= Sodium salt =

Group of ionic compounds

Sodium salts are salts composed of a sodium cation and any anion. The anion may be the conjugate base of some inorganic or organic acids, or any monatomic or polyatomic anion. They can be formed by the neutralization of acids with sodium hydroxide.
==Categorization==
Sodium salts can be categorized into:
- sodium salts of carboxylic acids (e.g. sodium formate, HCOONa, the sodium salt of formic acid, and sodium acetate, CH_{3}COONa, the sodium salt of acetic acid) and
- sodium salts of inorganic acids (sulfonic acids, etc.)

==Organic sodium salts==

| Sodium salts of some fatty acids |
| Sodium oleate, the sodium salt of oleic acid. |
| Sodium palmitate, the sodium salt of palmitic acid. |
| Sodium stearate, the sodium salt of stearic acid. |

===Drugs===
In pharmaceutical technology acidic pharmaceutical substances are often converted into sodium salts, because they are more stable, more soluble or membrane-permeable (bioavailable) than the base compound. Examples of such sodium salts are (selection): Bispyribac, bithionol, bosentan, brequinar, bromfenac, Cefmenoxime, ceftiofur, citicoline, cromolyn, diclofenac, Flucloxacillin, fosinopril, Mordant brown 33, naproxen, Netobimin, ozagrel, pantoprazole, pemetrexed, secobarbital, sitamaquin, sitaxentan, sulfamiderazin, sulfapyridine, sulfaquinoxaline, sulfathiazole, sulfazecin, thiamylal and mesna. Most of these salts are sodium salts of organic carboxylic acids or sulfonic acids.

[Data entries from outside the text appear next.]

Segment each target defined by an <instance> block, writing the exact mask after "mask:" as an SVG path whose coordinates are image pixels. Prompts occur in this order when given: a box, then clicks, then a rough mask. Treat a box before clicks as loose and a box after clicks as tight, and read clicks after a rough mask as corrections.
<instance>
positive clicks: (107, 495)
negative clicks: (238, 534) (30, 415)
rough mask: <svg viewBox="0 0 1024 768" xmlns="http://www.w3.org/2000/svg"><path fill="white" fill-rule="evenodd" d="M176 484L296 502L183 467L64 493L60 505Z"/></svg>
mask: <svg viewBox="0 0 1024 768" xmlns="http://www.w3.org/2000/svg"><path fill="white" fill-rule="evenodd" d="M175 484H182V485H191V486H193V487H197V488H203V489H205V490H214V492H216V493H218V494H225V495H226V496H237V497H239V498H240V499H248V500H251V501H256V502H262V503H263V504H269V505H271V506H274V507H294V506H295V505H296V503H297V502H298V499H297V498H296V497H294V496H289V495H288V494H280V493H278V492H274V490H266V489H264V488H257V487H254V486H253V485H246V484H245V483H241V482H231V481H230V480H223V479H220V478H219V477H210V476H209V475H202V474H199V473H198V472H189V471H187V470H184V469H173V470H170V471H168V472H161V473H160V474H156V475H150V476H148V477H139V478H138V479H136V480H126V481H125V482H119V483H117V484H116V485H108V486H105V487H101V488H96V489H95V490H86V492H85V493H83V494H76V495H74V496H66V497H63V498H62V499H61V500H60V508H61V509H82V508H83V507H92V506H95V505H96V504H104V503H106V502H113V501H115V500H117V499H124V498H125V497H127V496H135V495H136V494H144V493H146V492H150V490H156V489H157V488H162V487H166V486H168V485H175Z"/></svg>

===Plant protection agents===
Herbicides are often used as sodium salts for the reasons discussed above. One example is the sodium salt of methylflupyrsulfuron.

===Cosmetics===
Sodium salts of long chain sulfonic acids (e.g. sodium lauryl sulfate) are often included in toothpaste and shampoo. The sodium salts of fatty acids may serve as soaps and can therefore be called sodium soaps.

===Dye production===
Sodium salts of certain aromatic sulfonic acids—particularly naphthalenesulfonic acid—are used in the preparation of azo dyes.

==Inorganic sodium salts==
Examples of important inorganic sodium salts are sodium fluoride, sodium chloride, sodium bromide, sodium iodide, sodium sulfate, sodium bicarbonate and sodium carbonate. Sodium amide (NaNH_{2}) is the sodium salt of ammonia (NH_{3}).